“Wildfire Haibun”: an interview with Izzy Maxson
Izzy Maxson is a writer and performance artist. She is the author of several collections of poetry, most recently, Maps To The Vanishing. Her poem, “Wildfire Haibun,” appeared in the Spring 2025 issue.
TRP: What drew you to publishing in Tar River Poetry?
Izzy Maxson: Well, TRP is an older, established magazine, and I was very excited to be in the same issue as Jane Hirshfield, who’s very talented. It’s a magazine that has been on my radar for a while. I think I’ve submitted to TRP a few times, but I’ve only been published this once.
TRP: Who are the writers that have shaped you as a poet?
Izzy Maxson: In a literary sense, I pretty much worship the ground T.S. Eliot walks on. Of contemporary poets, I really like Patricia Lockwood. I know she’s become better known as a novelist, but her poetry is very good. I really like Zachary Schomburg, a wildly talented poet who works with Black Ocean Press. I’m also a fan of Franz Wright; the last few books he released before he passed away are exceptional. I also read a lot of novels and I love postmodern literature. I’m an enormous Thomas Pynchon fan. His new book just came out, and I’m excited to read it.
TRP: What does writing a poem look like for you?
Izzy Maxson: It feels like a muscle reflex, but one that’s triggered by certain things. I’m a die-hard imagist. I always start with an image and often one that comes from outside of me. One of my friends in the local poetry scene once told me that my poems feel like weird PBS documentaries. A lot of them begin in an almost expository manner, and then over the course of writing and editing the poem winnow down to something like muscle reflex. Often the last part doesn’t make concrete sense, as if the narrative aspect of the poem exists to move towards something that isn’t quite as sensible. It’s sort of a purposeful degenerative effect, if that makes sense.
TRP: You’re the author of several collections of poetry, most recently Maps to the Vanishing from Finishing Line Press. How are your most recent books similar to or different from one another?

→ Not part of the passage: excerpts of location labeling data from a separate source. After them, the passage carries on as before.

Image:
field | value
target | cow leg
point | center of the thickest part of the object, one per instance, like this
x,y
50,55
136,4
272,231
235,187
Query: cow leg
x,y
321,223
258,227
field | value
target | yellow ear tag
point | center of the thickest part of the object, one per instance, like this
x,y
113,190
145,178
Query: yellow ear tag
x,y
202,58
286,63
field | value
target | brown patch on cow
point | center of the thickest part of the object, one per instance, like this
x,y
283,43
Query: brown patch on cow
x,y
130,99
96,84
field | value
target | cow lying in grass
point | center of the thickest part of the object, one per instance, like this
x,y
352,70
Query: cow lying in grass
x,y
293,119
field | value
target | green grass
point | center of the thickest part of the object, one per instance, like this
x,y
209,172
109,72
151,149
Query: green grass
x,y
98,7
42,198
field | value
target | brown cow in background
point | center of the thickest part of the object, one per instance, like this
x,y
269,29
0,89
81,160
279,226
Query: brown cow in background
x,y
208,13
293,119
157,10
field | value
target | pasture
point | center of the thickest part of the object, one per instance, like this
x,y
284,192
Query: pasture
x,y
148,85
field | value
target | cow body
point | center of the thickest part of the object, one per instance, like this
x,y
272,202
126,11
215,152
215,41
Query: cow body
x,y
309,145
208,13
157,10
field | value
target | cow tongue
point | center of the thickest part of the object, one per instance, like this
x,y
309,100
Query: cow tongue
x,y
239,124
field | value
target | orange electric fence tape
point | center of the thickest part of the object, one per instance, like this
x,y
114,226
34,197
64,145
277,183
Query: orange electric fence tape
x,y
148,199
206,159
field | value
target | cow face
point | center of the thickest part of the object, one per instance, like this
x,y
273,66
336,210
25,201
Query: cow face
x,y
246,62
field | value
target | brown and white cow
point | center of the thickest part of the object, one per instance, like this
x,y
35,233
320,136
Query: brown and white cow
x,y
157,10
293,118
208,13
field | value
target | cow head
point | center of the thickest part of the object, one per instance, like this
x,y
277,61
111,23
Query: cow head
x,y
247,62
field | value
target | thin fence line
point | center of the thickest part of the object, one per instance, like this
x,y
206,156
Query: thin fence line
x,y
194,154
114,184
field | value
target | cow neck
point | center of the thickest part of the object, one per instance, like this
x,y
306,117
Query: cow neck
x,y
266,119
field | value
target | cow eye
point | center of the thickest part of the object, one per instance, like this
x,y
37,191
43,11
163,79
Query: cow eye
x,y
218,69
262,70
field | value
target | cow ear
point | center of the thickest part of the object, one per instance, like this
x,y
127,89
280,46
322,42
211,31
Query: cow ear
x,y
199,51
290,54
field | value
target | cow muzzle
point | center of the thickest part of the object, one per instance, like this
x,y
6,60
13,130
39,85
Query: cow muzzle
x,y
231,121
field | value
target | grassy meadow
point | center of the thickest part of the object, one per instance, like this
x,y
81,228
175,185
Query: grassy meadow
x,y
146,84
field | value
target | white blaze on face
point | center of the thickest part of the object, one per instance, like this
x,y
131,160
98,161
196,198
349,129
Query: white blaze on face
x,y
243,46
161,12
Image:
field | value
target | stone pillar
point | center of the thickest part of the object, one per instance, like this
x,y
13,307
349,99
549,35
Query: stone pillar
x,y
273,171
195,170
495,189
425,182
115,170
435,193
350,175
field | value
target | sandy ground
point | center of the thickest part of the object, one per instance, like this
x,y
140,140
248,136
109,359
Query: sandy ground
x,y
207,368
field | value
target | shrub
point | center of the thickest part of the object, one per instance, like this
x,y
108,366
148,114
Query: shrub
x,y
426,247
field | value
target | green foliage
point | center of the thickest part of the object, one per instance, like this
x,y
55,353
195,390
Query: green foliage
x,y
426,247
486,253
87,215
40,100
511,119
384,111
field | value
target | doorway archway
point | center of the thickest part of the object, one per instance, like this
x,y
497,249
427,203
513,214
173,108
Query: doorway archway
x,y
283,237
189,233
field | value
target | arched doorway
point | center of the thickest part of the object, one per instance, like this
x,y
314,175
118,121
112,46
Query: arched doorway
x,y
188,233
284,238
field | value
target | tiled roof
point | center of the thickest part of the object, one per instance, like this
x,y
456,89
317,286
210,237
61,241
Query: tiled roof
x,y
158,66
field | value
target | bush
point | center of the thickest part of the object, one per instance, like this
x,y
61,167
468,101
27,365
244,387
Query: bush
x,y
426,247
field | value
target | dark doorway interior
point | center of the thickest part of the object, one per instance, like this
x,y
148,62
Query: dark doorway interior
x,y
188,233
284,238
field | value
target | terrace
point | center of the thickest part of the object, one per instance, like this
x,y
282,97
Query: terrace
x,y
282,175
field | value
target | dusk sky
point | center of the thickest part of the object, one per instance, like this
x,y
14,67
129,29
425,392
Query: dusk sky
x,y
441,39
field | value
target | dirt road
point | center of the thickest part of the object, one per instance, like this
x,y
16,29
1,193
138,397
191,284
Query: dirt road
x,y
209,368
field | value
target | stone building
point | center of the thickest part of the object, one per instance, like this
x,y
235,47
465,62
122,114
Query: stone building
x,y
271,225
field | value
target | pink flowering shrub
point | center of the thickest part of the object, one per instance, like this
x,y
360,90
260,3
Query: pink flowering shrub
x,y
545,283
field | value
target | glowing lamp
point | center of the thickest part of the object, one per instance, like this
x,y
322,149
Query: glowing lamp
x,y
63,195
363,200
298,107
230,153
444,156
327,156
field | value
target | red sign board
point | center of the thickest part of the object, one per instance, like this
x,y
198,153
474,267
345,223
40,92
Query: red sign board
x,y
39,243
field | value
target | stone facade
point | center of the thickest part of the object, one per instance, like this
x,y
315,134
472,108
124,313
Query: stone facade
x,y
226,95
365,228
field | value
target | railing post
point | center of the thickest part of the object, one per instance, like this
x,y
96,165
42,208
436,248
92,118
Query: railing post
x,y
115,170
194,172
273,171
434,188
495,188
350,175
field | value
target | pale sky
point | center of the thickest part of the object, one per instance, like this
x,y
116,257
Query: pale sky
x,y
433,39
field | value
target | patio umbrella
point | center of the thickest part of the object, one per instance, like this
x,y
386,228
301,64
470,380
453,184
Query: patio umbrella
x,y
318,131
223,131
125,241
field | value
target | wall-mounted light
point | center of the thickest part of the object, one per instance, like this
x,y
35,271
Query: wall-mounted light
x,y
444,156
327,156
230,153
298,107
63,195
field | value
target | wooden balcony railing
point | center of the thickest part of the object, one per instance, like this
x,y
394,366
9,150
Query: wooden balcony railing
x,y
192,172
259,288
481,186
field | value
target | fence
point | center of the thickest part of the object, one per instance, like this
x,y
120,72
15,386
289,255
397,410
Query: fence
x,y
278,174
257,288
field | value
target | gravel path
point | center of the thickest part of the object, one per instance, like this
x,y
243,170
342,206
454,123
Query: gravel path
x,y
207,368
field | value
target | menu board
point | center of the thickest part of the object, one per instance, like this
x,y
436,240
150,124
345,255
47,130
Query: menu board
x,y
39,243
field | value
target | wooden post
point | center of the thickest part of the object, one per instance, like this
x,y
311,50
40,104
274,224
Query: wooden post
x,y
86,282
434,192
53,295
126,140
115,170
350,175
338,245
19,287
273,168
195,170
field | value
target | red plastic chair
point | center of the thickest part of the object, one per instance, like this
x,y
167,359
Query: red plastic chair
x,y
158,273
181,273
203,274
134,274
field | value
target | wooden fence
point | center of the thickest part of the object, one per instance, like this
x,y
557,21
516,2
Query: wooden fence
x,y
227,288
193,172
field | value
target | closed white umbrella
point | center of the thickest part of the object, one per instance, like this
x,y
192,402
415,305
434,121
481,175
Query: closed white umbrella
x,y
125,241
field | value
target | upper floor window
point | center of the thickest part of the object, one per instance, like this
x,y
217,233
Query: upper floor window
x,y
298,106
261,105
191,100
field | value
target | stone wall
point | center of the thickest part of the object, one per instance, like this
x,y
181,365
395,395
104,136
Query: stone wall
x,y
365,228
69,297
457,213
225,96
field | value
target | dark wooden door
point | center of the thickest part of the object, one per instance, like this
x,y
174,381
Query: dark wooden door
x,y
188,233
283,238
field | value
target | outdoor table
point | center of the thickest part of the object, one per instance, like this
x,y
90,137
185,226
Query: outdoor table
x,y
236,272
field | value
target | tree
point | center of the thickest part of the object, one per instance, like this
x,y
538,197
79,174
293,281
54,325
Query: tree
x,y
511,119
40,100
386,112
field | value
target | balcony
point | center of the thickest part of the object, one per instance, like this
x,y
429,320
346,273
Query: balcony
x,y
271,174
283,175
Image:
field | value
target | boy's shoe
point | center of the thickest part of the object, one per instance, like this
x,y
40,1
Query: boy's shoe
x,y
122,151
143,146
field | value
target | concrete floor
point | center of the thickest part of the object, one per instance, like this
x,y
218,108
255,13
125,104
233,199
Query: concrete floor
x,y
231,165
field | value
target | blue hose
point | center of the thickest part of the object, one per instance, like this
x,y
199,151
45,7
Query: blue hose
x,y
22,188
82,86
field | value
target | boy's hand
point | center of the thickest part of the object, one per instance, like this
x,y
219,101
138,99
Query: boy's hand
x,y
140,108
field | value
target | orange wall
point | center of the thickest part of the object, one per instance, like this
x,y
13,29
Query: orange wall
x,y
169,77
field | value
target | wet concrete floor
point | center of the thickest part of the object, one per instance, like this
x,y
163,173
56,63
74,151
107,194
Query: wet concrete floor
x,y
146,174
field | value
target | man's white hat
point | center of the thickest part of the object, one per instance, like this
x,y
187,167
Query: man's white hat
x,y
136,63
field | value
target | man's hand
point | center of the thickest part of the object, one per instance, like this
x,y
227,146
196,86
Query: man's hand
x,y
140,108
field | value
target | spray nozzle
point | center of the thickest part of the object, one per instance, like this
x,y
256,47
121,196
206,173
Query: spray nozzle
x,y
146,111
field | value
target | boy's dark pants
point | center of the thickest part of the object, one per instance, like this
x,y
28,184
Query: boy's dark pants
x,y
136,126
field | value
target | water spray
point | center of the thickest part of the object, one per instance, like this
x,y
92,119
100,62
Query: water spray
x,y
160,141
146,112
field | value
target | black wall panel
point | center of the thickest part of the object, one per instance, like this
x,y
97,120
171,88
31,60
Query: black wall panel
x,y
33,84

Izzy Maxson: I think Whisper Gallery, 2015, was the end of a phase. I’m a great mimic. I can mimic vocally and verbally, and it is often clear which poets I’m obsessed with. Whisper Gallery was strongly influenced by those late Franz Wright block text poems, for example. Maps is more free flowing, though both books try to carve a physical space. I’m obsessed with the idea of a book of poetry as an art gallery that gets weirder and weirder as the reader wanders through it. Maps isn’t as faithful as Whisper Gallery to that conceit. The current book I’m working on, though, is an extreme manifestation of that idea.
TRP: Your poem “Wildfire Haibun” is one of the most visceral poems in the Spring 25 issue. What made you choose that particular form for that poem?
Izzy Maxson: I love haibuns. I really love haibuns. And I love haibuns because they really support what I was talking about—about a poem’s origin in a concrete image then a reduction to something else, something that isn’t completely conscious. This one’s a small one. Some of them are big, but each turns on how the two parts relate to one another. Sometimes they mutate to the point where they’re no longer haibuns. “Wildfire Haibun” might be closer to a traditional Japanese haibun than most of mine, though it wasn’t a very carefully cultivated poem; it was a quick jot—like a jolt. There are words in it that repeat in such a way that my conscious mind must have been out of the way; the poem feels like the fruit of an unconscious pattern.
TRP: How does your connection to where you live inform your writing?
Izzy Maxson: I live in New Mexico. It’s full of beautiful, and harsh, landscapes. Wildfire smoke appears in this poem because it’s part of my personal experience; every summer there’s a week or so when half the region’s on fire. You’ve got to shut all the windows, and it makes me physically sick. You go outside and you look at the sunset and it’s this apocalyptic orange-red color because of all the smoke. It’s striking, but very unpleasant, and I think this shows up in a lot of my writing, this kind of sensation, this kind of contrast.
TRP: My last question is, what are you reading right now?
Izzy Maxson: I’m rereading Invisible Cities by Italo Calvino and, as I said, I’m about to start Thomas Pynchon’s Shadow Ticket. I’m also rereading T.H. White’s The Once and Future King, which is probably my favorite fantasy novel. It’s an angsty, modernist Arthurian legend written by a closeted gay writer. It’s phenomenal. I’m reading it out loud to my partner a couple times a week. I love his Merlin.
Kenly Corya worked on this interview.